Informatica sì o informatica no? L’amletico interrogativo
ritorna a tenere banco – ed è proprio il caso di dirlo visto che
stiamo parlando di scuola – nel dibattito politico di casa
nostra. Dopo le controverse “Tre I” (inglese, impresa e
informatica) con cui i governi, non solo quelli di centrodestra,
hanno lanciato progetti di riforma scolastica sembrerebbe essere
arrivata l’ora delle due I, ovvero inglese ed impresa. Che fine
ha fatto dunque la terza I? Il taglio delle compresenze negli
istituti primari, la soppressione della figura del tecnico di
laboratorio e la riduzione delle ore di tecnologia nelle scuole
secondarie di primo grado, previste dalla riforma Gelmini, ha
allarmato genitori e alunni preoccupati di non poter più contare
sul laboratorio di informatica. Il governo, però non sembra dare
peso alla cosa e continua a spingere sulla dotazione tecnologica
per la didattica. Secondo il piano E-Gov 2012 entro tre anni
10.500 istituti, 500mila insegnanti e oltre 7 milioni di studenti
potranno contare su tecnologie per la formazione scolastica – pc,
laptop e lavagne interattive digitali soprattutto – puntando a
trasformare il settore scolastico in una realtà all digital.
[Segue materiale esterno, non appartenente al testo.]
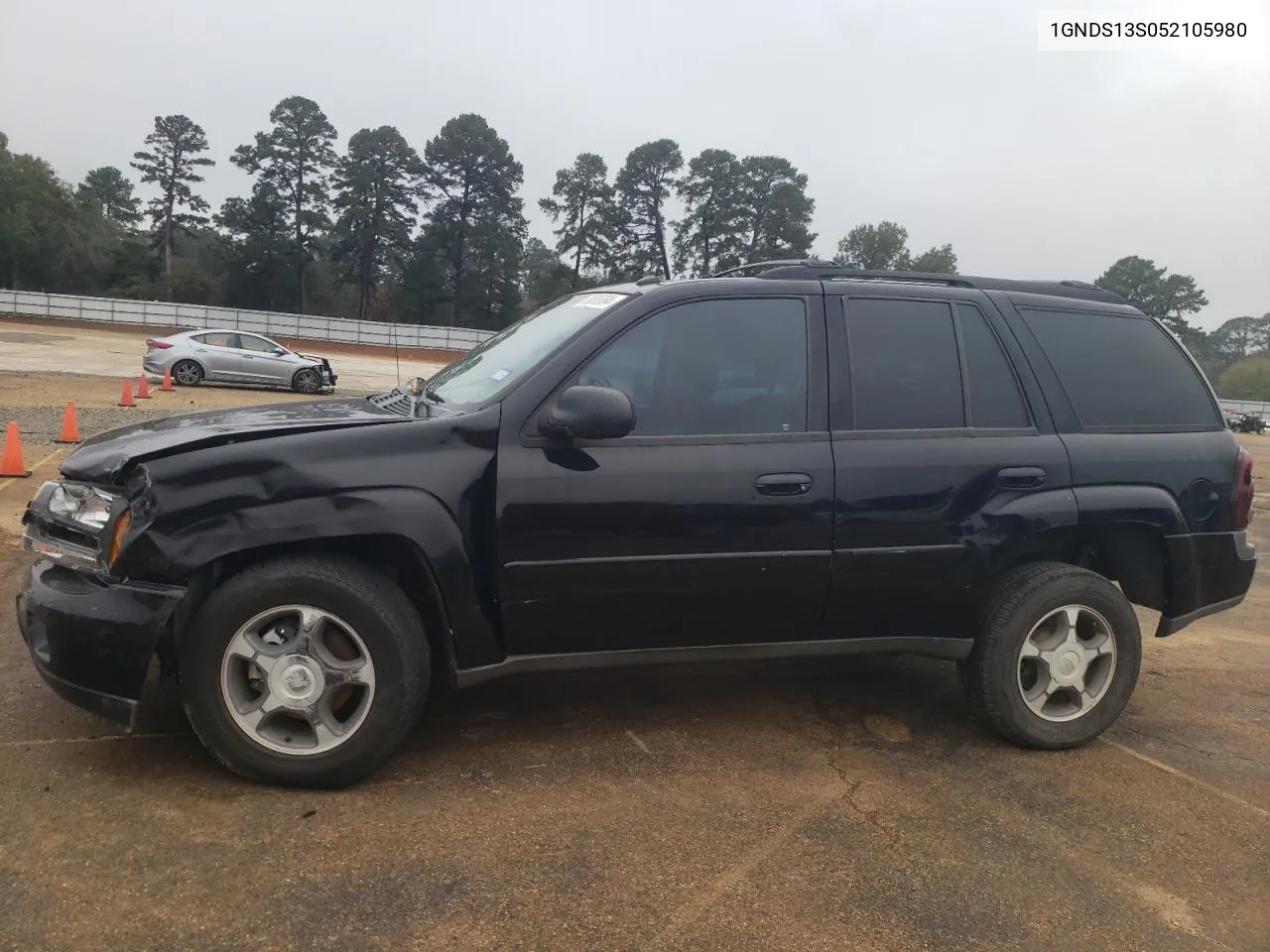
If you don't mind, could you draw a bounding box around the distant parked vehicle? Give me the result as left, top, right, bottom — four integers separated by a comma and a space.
141, 330, 336, 394
1230, 414, 1266, 435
Finora ne sono state consegnate 1.680. A queste vanno aggiunte le
14mila dell’Agenzia nazionale per lo sviluppo dell’autonomia
scolastica (ex Indire).
Numeri importanti, certo, ma che vanno a fare il paio con i dati,
meno confortanti, sulla diffusione dei pc, contenuti nello studio
redatto dal ministero dell’Istruzione, “La scuola in cifre
2007”. Nell’anno scolastico 2007/2008, dunque, su 10.400
scuole censite (il 95,3% del totale) il numero complessivo di
computer e laptop ha raggiunto le 614.261 unità (+5,7% rispetto
all’anno 2005-2006). Una diffusione maggiore si rileva negli
istituti del Nord che possono contare su una copertura
tecnologica del 41,1%; nelle regioni del Centro la dotazione
hi-tech riguarda il 18,4% delle scuole mentre al Sud e nelle
Isole il 40,5%. In media, un pc per 9,7 studenti al Nord e per
11,1 studenti al Sud. I numeri parlano di un sistema scolastico
in forte digital gap, non in grado di venire incontro alle
esigenze fomative dei ragazzi, sempre più digitalizzati e
propensi ad apprendere attraverso l’utilizzo delle nuove
tecnologie.
Inoltre ancora non è chiaro cosa significhi fare informatica a
scuola: se studiare le nozioni di base (come accade negli
istituti ad indirizzo scientifico-tecnologico) oppure
considerarla uno strumento trasversale alla didattica. Già il
ministro dell’Istruzione del governo Prodi, Giuseppe Fioroni,
aveva eliminato l’informatica dalle indicazioni nazionali per
il curricolo (ovvero dai programmi scolastici, decisi dalla
commissione presieduta allora dal professor Mauro Ceruti),
scegliendo di inserire l’uso delle tecnologie nell’ambito
dello studio delle tradizionali discipline. “L’informatica si
impara imparando”, dichiarò all’epoca. Come a dire che il
valore aggiunto dell’informatica sta soprattutto nella sua
capacità di facilitare i processi di apprendimento tramite
l’utilizzo di immagini e di lunguaggi che al giorno d’oggi
fanno, quasi “naturalmente” parte delle mappe cognitive degli
studenti. Uno skill che anche l’attuale governo sembra
considerare fondamentale.
“Lo studio dell’informatica rimane parte integrante del
percorso formativo nella scuola di ogni ordine e grado – ci tiene
a precisare Mariastella Gemini -. L’insegnamento
dell’informatica svolge un ruolo trasversale interagendo con
tutte le altre materie. Agli insegnanti verranno progressivamente
messi a disposizione strumenti che possano facilitare questo
processo”.
Un esempio concreto? “L’uso delle Lim, appunto, che
garantiscono un elevato livello di interazione e un alto grado di
interdisciplinarietà. Oppure ancora la possibilità di scaricare
i libri di testo tramite Internet e sfruttare fino in fondo le
potenzialità dell’e-learning e della formazione a distanza”,
risponde la titolare dell’Istruzione. Ma i dati sulla tipologia
di connessione, sempre contenuti nel report del ministero, non
sono confortanti. Solo il 56% degli istituti italiani può
contare su velocità superiori ai 640 Kb/sec (la maggior parte di
essi sceglie un collegamento Adsl). L’altra parte – ovvero il
44% – non è ancota dotata di reti veloci. Le potenzialità
degli strumenti informatici rischiano di rimanere inespresse se
non si agisce sul digital gap che attanaglia il Paese.